Works of Bergman and Sondheim come together in film and music Dec. 30 at The Smith

The works of two masters of 20th century film and musical theater are showcased at the Smith Opera House on Sunday, Dec. 30.

The late Swedish film director Ingmar Bergman’s “Smiles of a Summer Night,” will be screened at 2 p.m., and Stephen Sondheim’s musical, “A Little Night Music,” whose story was based on the movie, will be performed by Opera Ithaca at 8 p.m. Opera Ithaca’s intimate concert version of “A Little Night Music” features piano accompaniment and minimal staging, costumes and props. This is the second year that the professional opera company has performed on New Year’s Eve weekend at The Smith.

Both the movie and the musical dive into the messy and unfulfilled romantic lives of an upper class Swedish clan in 1900. Among them, a middle-aged lawyer, Fredrik, his young virgin wife Anne and his religiously repressed son, Henrik; a has-been actress, Desiree, as well as her contemplative teenage daughter, Fredrika, and reflective mother, Madame Armfeldt; a possessive military dragoon, Carl-Magnus, and his drunken wife, Charlotte, and for good measure, a maid and manservant, Petra and Frid. Their misdirected passions, infidelities and frustrations seem to spin hilariously out of control at a party hosted by Madame Armfeldt, thrown on the peak of Swedish summer, a time of year when the sun never sets.

For Bergman, who would have celebrated his 100th birthday this past summer (he died in 2007), the film was his first successful foray into comedy. Released in 1955 when he was already a decade into serious film making, “Smiles of a Summer Night” was his breakout work, winning a special prize at the 1956 Cannes International Film Festival and ushering him onto the world stage. (“The Seventh Seal” and “Wild Strawberries” soon followed.) That “Smiles of a Summer Night” shares elements of an opera narrative is no surprise—Bergman regularly directed theater and opera throughout his career.
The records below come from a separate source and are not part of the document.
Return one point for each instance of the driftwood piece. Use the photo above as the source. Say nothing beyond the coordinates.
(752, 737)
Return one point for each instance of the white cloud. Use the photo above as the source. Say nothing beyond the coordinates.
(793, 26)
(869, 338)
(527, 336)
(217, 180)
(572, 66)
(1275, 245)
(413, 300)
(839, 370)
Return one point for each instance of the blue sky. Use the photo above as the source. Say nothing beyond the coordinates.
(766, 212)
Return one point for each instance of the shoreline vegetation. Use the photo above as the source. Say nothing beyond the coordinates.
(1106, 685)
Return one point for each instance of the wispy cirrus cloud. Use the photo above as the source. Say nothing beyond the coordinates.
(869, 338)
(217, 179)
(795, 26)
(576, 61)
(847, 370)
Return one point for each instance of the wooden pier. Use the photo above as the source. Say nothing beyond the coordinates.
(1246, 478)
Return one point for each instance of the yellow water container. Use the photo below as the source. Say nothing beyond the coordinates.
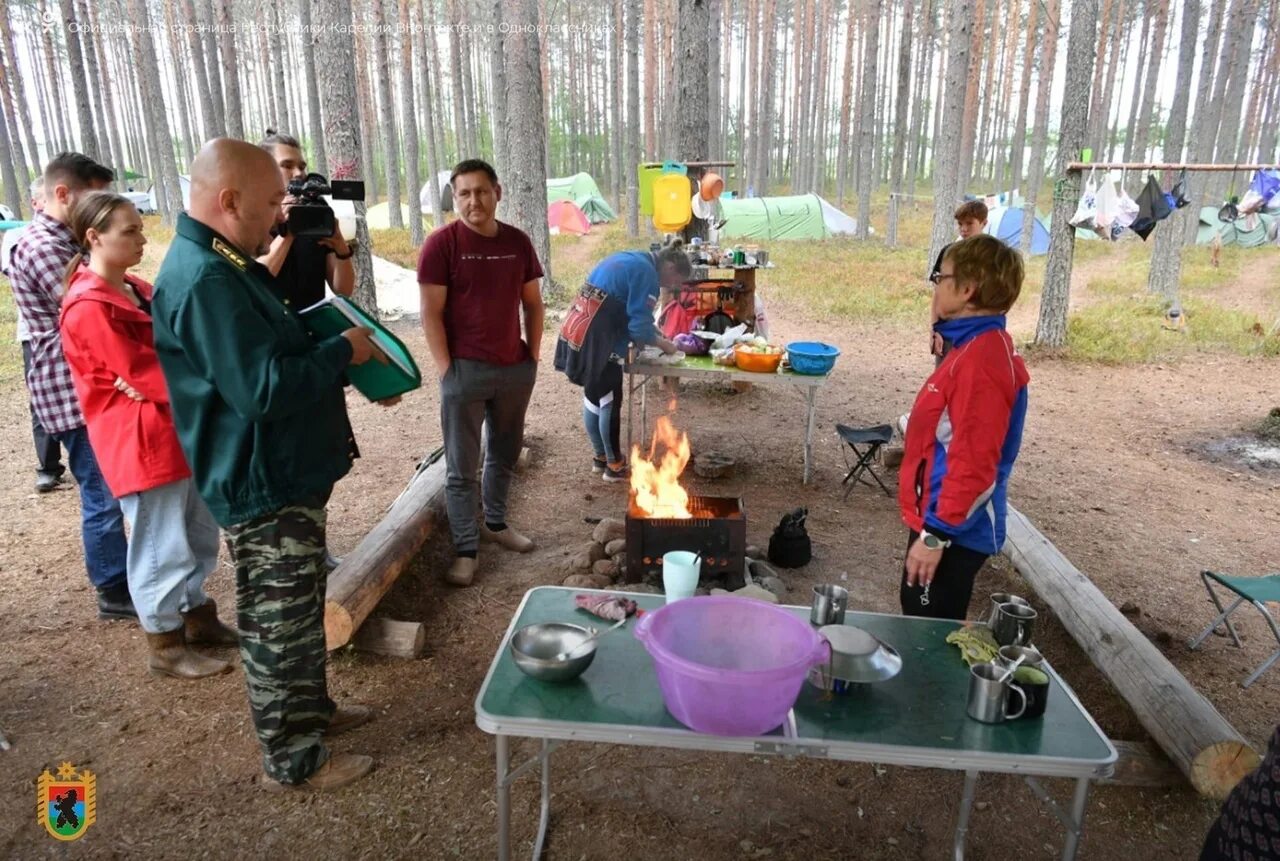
(672, 207)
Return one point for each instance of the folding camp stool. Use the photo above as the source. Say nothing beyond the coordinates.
(1255, 590)
(873, 438)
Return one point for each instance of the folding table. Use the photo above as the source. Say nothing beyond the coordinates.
(914, 719)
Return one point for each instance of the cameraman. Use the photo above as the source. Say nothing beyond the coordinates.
(304, 265)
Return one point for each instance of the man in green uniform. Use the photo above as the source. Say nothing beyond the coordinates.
(263, 421)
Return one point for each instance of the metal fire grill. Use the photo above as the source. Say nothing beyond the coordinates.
(718, 529)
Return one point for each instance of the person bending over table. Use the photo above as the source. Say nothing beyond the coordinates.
(965, 430)
(615, 306)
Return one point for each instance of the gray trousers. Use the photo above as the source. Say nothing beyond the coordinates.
(475, 394)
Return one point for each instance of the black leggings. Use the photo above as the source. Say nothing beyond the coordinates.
(608, 416)
(951, 587)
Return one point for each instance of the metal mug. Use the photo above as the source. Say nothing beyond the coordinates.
(1002, 598)
(1014, 623)
(988, 695)
(830, 603)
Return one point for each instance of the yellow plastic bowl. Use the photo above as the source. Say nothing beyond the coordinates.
(758, 362)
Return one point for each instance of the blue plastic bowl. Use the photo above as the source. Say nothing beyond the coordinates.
(812, 357)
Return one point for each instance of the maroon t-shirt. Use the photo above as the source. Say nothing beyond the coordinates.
(484, 276)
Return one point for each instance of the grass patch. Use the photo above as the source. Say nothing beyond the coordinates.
(1132, 330)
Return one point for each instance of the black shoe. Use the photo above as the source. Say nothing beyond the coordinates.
(114, 603)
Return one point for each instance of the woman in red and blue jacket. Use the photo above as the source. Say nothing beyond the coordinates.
(964, 431)
(108, 339)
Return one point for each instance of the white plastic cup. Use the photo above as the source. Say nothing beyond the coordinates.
(680, 571)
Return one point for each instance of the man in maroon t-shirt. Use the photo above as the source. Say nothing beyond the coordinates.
(475, 276)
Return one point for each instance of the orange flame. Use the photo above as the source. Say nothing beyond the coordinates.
(656, 482)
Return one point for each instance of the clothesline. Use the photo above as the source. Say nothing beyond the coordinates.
(1147, 165)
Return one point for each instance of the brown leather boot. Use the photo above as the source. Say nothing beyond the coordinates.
(170, 656)
(202, 626)
(337, 772)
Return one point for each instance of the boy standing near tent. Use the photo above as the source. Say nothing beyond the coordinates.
(970, 220)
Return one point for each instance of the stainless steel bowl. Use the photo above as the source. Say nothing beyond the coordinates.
(856, 658)
(535, 646)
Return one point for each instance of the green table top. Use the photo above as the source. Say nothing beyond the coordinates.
(917, 718)
(704, 365)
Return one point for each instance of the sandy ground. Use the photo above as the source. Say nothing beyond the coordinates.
(1112, 470)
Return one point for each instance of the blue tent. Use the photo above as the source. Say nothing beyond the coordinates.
(1006, 225)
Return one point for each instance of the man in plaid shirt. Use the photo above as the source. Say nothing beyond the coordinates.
(39, 268)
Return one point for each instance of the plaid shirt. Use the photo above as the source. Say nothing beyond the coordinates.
(39, 262)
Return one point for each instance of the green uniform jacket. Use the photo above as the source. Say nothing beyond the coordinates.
(259, 406)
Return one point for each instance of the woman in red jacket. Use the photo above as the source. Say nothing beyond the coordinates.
(964, 431)
(106, 338)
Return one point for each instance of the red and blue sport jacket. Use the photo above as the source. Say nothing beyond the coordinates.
(963, 436)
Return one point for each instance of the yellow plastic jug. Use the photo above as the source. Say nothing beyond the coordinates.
(672, 205)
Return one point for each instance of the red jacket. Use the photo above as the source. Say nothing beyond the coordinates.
(106, 337)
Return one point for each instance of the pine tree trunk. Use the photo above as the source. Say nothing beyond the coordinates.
(17, 82)
(1244, 14)
(13, 191)
(632, 41)
(972, 97)
(430, 87)
(1018, 143)
(1040, 133)
(693, 115)
(83, 110)
(385, 99)
(525, 184)
(714, 108)
(169, 196)
(336, 72)
(1137, 91)
(412, 196)
(865, 175)
(279, 92)
(1166, 255)
(846, 109)
(1142, 133)
(946, 178)
(900, 119)
(232, 104)
(209, 124)
(1080, 47)
(766, 127)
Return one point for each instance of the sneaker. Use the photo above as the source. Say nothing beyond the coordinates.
(346, 718)
(461, 572)
(337, 772)
(507, 537)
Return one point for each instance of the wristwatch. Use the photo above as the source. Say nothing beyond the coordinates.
(932, 541)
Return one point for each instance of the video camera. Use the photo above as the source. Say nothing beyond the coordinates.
(310, 215)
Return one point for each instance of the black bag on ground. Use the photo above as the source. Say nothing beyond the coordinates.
(790, 546)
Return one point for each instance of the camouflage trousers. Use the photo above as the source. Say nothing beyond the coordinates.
(279, 603)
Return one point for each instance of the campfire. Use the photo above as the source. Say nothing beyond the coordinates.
(663, 516)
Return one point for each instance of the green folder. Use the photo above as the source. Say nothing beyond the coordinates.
(375, 380)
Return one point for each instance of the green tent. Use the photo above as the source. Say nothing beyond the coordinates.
(800, 216)
(583, 191)
(1247, 230)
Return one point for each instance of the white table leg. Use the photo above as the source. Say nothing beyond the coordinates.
(970, 786)
(812, 402)
(503, 746)
(1075, 828)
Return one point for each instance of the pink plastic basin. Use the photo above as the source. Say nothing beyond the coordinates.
(730, 665)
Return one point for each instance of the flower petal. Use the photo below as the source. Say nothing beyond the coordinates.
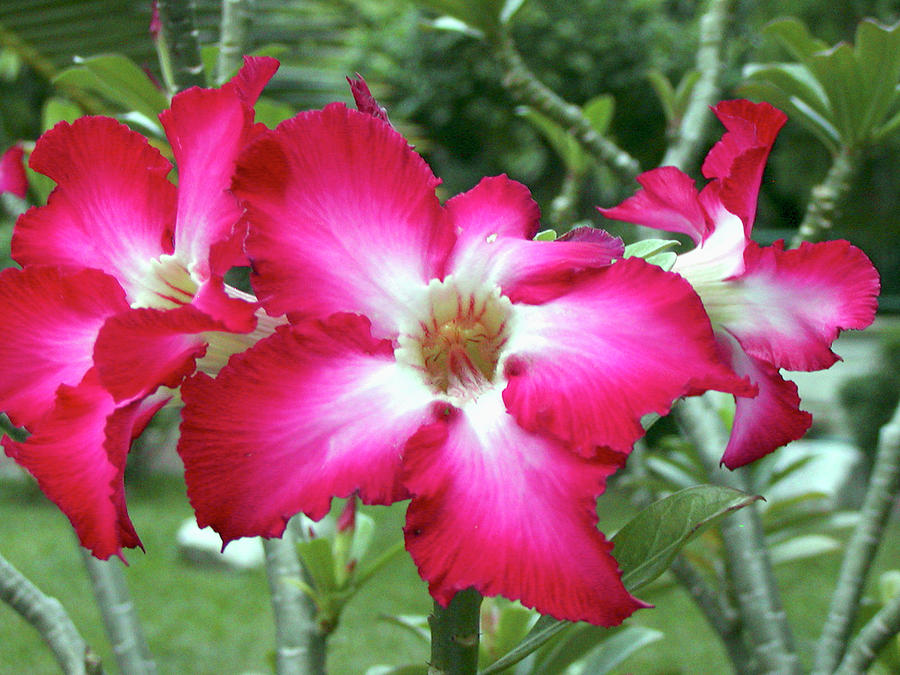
(668, 201)
(12, 172)
(496, 222)
(51, 320)
(625, 342)
(112, 209)
(789, 306)
(768, 421)
(141, 349)
(207, 128)
(343, 218)
(315, 411)
(77, 454)
(511, 513)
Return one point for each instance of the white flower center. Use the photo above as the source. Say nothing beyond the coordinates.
(166, 284)
(457, 343)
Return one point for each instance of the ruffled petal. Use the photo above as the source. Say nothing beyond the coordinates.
(625, 342)
(511, 513)
(768, 421)
(343, 218)
(496, 222)
(142, 349)
(77, 454)
(51, 320)
(207, 128)
(668, 201)
(112, 209)
(12, 172)
(789, 306)
(315, 411)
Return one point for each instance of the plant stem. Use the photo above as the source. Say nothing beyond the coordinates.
(49, 618)
(300, 645)
(180, 37)
(525, 86)
(871, 639)
(119, 616)
(825, 198)
(883, 488)
(748, 560)
(455, 634)
(686, 148)
(232, 38)
(720, 616)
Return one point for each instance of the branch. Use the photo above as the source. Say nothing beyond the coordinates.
(300, 645)
(525, 86)
(181, 43)
(861, 549)
(749, 565)
(232, 38)
(872, 639)
(119, 616)
(825, 198)
(49, 618)
(686, 148)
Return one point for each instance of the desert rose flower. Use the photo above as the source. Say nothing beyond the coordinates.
(120, 292)
(438, 353)
(771, 308)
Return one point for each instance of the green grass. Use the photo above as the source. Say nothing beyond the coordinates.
(201, 620)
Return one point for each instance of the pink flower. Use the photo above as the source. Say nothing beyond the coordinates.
(437, 353)
(12, 172)
(121, 291)
(770, 308)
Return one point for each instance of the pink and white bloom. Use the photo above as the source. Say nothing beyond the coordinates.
(438, 353)
(121, 291)
(771, 308)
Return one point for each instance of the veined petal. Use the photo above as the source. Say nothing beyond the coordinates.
(668, 201)
(768, 421)
(315, 411)
(141, 349)
(207, 128)
(343, 218)
(77, 454)
(511, 513)
(112, 209)
(496, 222)
(789, 306)
(51, 319)
(626, 341)
(12, 172)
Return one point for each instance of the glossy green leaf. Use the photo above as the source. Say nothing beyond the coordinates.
(646, 545)
(119, 79)
(318, 560)
(599, 111)
(794, 36)
(617, 648)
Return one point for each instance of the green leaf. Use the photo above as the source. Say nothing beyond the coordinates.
(649, 247)
(599, 111)
(119, 79)
(794, 36)
(646, 545)
(617, 648)
(318, 560)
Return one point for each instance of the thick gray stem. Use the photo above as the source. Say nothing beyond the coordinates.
(119, 616)
(883, 488)
(300, 645)
(49, 618)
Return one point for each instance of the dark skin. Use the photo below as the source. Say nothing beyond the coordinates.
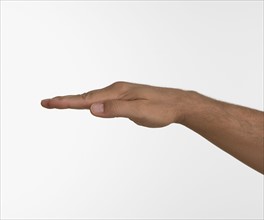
(235, 129)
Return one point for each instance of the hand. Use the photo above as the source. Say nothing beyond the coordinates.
(145, 105)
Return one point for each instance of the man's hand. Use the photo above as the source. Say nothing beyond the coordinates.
(145, 105)
(235, 129)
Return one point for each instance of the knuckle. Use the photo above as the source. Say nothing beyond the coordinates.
(120, 85)
(90, 94)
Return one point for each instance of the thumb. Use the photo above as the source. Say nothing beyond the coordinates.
(115, 108)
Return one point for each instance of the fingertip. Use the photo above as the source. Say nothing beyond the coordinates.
(45, 103)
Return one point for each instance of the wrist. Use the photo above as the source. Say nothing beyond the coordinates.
(191, 105)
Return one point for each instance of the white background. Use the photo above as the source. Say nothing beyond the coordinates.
(69, 164)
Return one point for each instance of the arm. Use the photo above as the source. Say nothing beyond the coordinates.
(235, 129)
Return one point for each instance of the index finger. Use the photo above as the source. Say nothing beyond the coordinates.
(85, 100)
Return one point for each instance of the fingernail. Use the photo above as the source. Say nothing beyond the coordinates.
(97, 108)
(45, 100)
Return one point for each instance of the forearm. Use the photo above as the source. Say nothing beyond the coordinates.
(235, 129)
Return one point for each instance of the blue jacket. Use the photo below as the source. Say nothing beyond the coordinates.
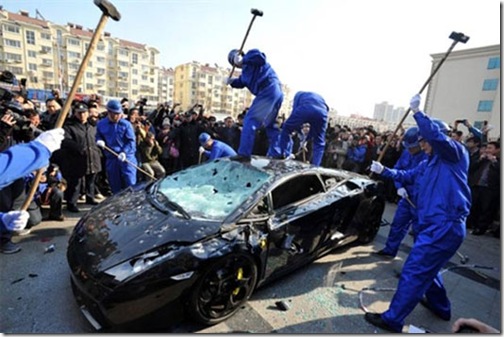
(20, 160)
(119, 136)
(256, 74)
(219, 150)
(441, 180)
(408, 161)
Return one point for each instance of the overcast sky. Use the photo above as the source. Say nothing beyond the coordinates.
(354, 53)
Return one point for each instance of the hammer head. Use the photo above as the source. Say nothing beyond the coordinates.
(108, 9)
(459, 37)
(257, 12)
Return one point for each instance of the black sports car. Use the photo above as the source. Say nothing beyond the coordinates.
(204, 238)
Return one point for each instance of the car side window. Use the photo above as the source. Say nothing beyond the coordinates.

Two men and a woman are in a parlor in a scene in Ingmar Bergman's Smiles of a Summer Night.

A scene from Smiles of a Summer Night.

Meanwhile Sondheim, back in the early 1970s, was looking for a storyline that spanned no more than a weekend in a single location, and had Greek elements included. Several films were considered, but he chose Bergman’s “Smiles” because, as Bergman told The Guardian in a 2003 profile, it had “the notion of the summer night, in which it is light all the time, so that there is always the promise of sex, but it never quite gets there because the sun never sets.”

Bergman agreed to the adaptation, but only if another title was chosen–so Sondheim borrowed a translation of Mozart’s “Eine Kleine Nachtmusik.” (There was a one-time exception made for the show’s Vienna run.) “A Little Night Music” opened on Broadway in 1973 and became one of Sondheim’s longest running musicals, and its iconic song, “Send in the Clowns,” became a commercial best-seller as sung by Judy Collins, Frank Sinatra and countless others.

Sondheim, now 88, summarized “A Little Night Music” as a work about “flirtation, the wasting of time and the manipulation of people.”

Ron Loyd plays Fredrik in Opera Ithaca’s A Little Night Music.

Baritone Ron Loyd, who stars as Fredrik in Opera Ithaca’s production, says Sondheim shed some of the darker elements that rippled through the surface humor of Bergman’s film. As to what Opera Ithaca’s concert version, directed by Norm Johnson and conducted by Richard Montgomery, will add to “A Little Night Music,” Loyd describes it this way:

“Our specific production is going to be done in a way that is intimate enough that you can get all the story lines and nuisances and gems that you may not get in a grand opera scale. Because it’s done in an opera setting, with opera singers and musicians, it is not an amplified experience as in a more typical musical theater setting. So that lends a different tonality in away. You get richer experience of voice, of projection, of an energy that is different.”

As a musical with a fair amount of spoken dialogue (written in this case by Hugh Wheeler), “A Little Night Music” is a book show that has increasingly become a crossover work for opera companies to take on, says Loyd.

“Once you grasp your character as a singer, it forms the character as a speaker and actor. Speaking on stage is like singing, anway, but with speaking, you have the opportunity to make your own pace and pitches and levels. How you bring your voice up or down–it’s very musical. I think of it as a form of melody, in a way,” he adds.

Loyd also believes “A Little Night Music’s” melodies, written in variations of 3/4  time with lots of word play, will engage the audience as much as it has engaged the cast. “I wouldn’t be surprised if people walk out singing some of the bigger themes.”